Jean Luc Godard – New York, February 1961
by Bob Schwartz

Director Jean-Luc Godard has died at the age of 91.
You can read millions of words about him, about the influence he and other French, European and American directors of that generation had on the way movies are made and viewed. Godard is neart the top of many lists, because a series of films he made during the 1960s helped change everything. Not to mention that the films, once seen, whatever your response (delight, thoughtfulness, confusion), will not allow you to watch any other movies the same way.
It began in 1960 with Breathless (French: A Bout de Souffle). You can read about it elsewhere and, more, view clips or the full movie online. You should (and follow that by viewing some others by Godard).
Here I take a different approach. Breathless opened in New York on February 8, 1961. At that point New York had a dozen or more what were called “art houses” where you could see the most recent foreign films. In fact, Breathless opened at a theater called the Fine Arts.
Above is the New York Times ad of that day for Breathless. For context, here is the biggest ad in the New York Times for a very different popular movie, The Wackiest Ship in the Army.
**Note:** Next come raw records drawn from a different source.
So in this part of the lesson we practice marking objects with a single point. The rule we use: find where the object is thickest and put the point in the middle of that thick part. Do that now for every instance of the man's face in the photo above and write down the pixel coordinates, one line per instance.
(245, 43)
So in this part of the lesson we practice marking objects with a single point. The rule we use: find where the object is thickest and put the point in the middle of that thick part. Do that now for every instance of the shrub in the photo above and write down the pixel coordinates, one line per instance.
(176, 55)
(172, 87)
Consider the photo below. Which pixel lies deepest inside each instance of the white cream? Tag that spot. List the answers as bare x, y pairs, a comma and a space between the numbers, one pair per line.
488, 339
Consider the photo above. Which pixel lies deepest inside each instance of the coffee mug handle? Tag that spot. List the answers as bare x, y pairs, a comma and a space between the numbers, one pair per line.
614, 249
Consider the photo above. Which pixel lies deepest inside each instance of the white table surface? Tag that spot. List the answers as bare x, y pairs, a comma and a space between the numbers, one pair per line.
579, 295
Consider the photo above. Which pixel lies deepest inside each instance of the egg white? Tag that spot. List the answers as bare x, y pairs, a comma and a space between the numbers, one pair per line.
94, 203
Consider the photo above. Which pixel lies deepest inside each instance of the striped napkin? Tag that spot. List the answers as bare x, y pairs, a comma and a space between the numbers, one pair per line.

If you watch the two movies together, not just look at the ads, you will conclude that they were made not in different countries but on different planets. Which is the point. It was possible to put together a camera, a story, a scene and some actors to create a record of a visit to another planet which happened to be right here, or in the case of Breathless, Paris. All you needed was a director with the creativity and sense of total freedom.
Not everyone agreed this was a good thing. Bosley Crowther was the iconic film critic at the New York Times when Breathless arrived. His review revealed not only his tastes but the general sense of America at that point. John F. Kennedy had been president for about two weeks. Most of America was still culturally conservative, and sensing that something was going on, particularly with some young people on the fringes (or worse, in their own homes). Crowther reflected that in his review, excerpted below:

SORDID VIEW OF FRENCH LIFE
By Bosley Crowther
As sordid as is the French film, “Breathless” (“A Bout de Souffle”), which came to the Fine Arts yesterday—and sordid, is really a mild word for its pile-up of gross indecencies—it is withal a fascinating communication of the savage ways and moods of some of the rootless young people of Europe (and America) today….
But in the frenetic fashion in which M. Godard pictures these few days-the nerve tattering contacts of the lovers, their ragged relations with the rest of the world there is subtly conveyed a vastly complex comprehension of an element of youth that is vagrant, disjointed, animalistic and doesn’t give a damn for anybody or anything, not even itself….
All of this, and its sickening implications, M. Godard has got into this film, which progresses in a style of disconnected cutting that might be described as “pictorial cacophony.” A musical score of erratic tonal qualities emphasizes the eccentric moods. And in M. Belmondo we see an actor who is the most effective cigarette-mouther and thumb-to-lip rubber since time began.
Say this, in sum, for “Breathless”: it is certainly no cliche, in any area or sense of the word. It is more a chunk of raw drama, graphically and artfully torn with appropriately ragged edges out of the tough underbelly of modern metropolitan life.
Sordid, gross indecencies, savage, animalistic, sickening. If you have seen Breathless, or will, you wonder what Crowther was watching. But it tells us about the cultural vision of much of America in February 1961, a vision that is still alive in some of America. Films can entertain us by reinforcing sweet fairy tales we tell ourselves. No blame for such entertainment. But films can also remind us that the literature of fairy tales has dark streams and unhappy endings. Godard, maybe more than any of his cohort of new guard directors, told stories in new ways that shattered the fairy tales. Some movies, thanks to him and others, are shattering them still.